Interestingly, most of us can store different thing for later recalls in our long-term memories. Many things impact this, for instance, how long can we keep things in our working memory, how frequently an experience occurs, and how comparable it is to our other memories.
Finally, this is the process of remembering something – a person does this either actively (remembering where you left your phone) or at the prompt of retrieval cues (if you ask someone for the name of the first president, George Washington” will probably come to their mind).
This point is rather intuitive – articles and headlines that are harder to read, require more focus, something that most of your readers do not have, as we established earlier. When readers find something harder to engage with, they are simply less likely to connect with it. A study from the University of Michigan reveals that there are underlying psychological effects – most readers associate a font’s readability with the text itself. So when something is easy to read it basically becomes associated with ease-of-use. So when users are presented with a hard-to-read font, they associate the article with inaccessibility.

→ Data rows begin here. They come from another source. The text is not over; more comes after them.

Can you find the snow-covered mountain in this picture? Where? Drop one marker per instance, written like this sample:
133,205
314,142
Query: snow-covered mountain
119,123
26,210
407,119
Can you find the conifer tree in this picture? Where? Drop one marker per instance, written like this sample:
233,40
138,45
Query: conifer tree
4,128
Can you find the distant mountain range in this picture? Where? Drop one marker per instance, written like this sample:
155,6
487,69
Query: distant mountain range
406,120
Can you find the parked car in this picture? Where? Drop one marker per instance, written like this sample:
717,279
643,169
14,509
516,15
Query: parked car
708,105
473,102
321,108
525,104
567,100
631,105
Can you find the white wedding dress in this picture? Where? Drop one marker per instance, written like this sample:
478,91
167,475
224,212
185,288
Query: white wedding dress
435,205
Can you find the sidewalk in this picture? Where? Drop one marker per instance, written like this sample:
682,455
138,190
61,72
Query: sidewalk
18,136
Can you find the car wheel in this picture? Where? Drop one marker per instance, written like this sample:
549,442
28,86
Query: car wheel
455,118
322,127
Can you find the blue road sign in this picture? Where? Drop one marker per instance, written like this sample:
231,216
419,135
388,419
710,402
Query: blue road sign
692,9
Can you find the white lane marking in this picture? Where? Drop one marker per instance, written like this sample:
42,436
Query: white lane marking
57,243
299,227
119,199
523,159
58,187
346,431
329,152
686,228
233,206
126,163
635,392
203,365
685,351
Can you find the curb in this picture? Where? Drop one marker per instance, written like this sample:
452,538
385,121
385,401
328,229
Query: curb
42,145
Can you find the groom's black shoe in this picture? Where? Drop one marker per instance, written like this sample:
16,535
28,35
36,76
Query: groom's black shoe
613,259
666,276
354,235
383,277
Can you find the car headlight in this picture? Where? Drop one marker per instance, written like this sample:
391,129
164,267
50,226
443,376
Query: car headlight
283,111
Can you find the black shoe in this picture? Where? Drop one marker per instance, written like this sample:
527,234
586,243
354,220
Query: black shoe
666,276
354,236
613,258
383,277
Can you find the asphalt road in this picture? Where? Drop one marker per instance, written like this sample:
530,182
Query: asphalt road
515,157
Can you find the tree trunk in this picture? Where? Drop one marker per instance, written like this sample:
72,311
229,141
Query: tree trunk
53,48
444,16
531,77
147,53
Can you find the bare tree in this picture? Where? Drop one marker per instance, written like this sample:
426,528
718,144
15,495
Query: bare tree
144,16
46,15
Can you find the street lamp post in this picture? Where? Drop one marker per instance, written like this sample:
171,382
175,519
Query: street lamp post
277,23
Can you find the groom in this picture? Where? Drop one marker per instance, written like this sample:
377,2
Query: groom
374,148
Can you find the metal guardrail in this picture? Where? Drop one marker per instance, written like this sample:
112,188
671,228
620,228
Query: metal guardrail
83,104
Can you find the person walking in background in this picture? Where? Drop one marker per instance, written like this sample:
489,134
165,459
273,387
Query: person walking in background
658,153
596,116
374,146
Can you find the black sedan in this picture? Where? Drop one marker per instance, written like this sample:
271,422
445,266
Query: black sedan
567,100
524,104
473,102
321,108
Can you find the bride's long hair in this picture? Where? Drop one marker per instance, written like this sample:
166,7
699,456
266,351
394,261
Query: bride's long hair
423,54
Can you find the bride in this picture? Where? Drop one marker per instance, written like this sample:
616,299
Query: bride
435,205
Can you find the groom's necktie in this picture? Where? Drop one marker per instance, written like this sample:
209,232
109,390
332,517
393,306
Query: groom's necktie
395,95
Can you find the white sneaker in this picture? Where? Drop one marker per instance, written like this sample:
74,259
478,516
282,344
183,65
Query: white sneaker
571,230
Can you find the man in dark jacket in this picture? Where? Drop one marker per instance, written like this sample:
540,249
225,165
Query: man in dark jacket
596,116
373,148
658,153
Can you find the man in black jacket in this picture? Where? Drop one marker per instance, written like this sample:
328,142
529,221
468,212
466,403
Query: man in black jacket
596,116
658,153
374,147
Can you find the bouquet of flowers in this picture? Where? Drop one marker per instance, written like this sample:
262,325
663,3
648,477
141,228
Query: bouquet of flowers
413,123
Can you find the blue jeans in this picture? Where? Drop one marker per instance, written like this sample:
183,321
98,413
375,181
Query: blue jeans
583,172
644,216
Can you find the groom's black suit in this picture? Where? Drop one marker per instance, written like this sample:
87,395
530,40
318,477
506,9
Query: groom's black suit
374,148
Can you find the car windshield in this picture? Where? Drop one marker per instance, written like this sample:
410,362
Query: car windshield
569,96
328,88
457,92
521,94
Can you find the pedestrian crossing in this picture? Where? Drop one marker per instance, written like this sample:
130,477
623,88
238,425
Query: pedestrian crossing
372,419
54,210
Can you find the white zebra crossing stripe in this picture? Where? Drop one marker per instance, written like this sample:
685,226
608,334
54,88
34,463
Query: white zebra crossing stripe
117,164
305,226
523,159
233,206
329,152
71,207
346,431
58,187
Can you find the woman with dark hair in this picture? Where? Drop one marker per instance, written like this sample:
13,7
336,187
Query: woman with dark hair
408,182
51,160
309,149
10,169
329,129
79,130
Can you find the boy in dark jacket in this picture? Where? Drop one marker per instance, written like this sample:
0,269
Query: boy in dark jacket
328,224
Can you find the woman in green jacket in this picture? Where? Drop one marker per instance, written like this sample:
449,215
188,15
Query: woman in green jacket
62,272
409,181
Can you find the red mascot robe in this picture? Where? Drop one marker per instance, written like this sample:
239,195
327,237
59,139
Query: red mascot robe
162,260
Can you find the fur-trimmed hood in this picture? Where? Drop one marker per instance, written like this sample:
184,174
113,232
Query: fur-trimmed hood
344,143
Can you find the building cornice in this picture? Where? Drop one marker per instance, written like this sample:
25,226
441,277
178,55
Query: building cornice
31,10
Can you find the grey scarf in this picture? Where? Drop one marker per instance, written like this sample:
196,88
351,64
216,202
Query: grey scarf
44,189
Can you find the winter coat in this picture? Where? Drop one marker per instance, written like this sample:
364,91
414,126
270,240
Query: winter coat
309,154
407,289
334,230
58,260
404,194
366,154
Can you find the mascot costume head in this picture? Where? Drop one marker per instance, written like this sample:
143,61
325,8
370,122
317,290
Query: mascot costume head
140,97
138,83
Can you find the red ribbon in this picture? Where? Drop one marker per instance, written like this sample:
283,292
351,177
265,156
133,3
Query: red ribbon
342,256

When writing a headline, most writers like to play on common figures of speech – for instance, instead of “Home, Sweet Home”, when writing about the Internet of Things, some writers would use a phrase such as “Home, Smart Home”. If you start writing those kinds of headlines you have to make sure that the wordplay is at the end, because it is more likely to grab the reader’s attention.
There are numerous tools out there like BlogSpot’s Topic Generator that can help you with generate topics. On the other hand, you can hire a content marketing agency, work closely with their writers at the beginning of your campaign and learn from them.
Once you captivate your audience with a powerful headline, you need to focus on a couple of key points at the very beginning of your article, and then reiterate them at the end. A great example of this is a Super Bowl’s “Little Darth Vader” ad from five years ago.
If you watch the video, you will immediately notice that at the beginning, the ad grabs the viewer’s attention with a kid dressed up as Darth Vader. But the ending is the icing on the cake because the little Vader actually believes that it was him who started his dad’s car.
The main goal of the so-called neuromarketing is to predict which advertisements will get a better response and lead to most sales, before they are even released on the market. In some cases, neuroscience is just used as an empty ploy aimed at consumers.
For instance, you have a 2015 Porsche ad that seemingly showed an experiment, which suggested that our brain reacts similarly to driving a car and lying a fighter jet. However, it was later revealed that all pictures were computer-generated, that the scientist was an actor, and that all measurements were simply impossible.
The reality is – this is still too close to science fiction. But this is also a serious research area and there is much to be gained by paying attention to the brain of your consumers.
Just remember, although neuroscience is a complicated field, some studies can help you understand how the brain works, and help you create more memorable content. And even simple things like font selections and headlines can lead to more engagement, views and even more sales.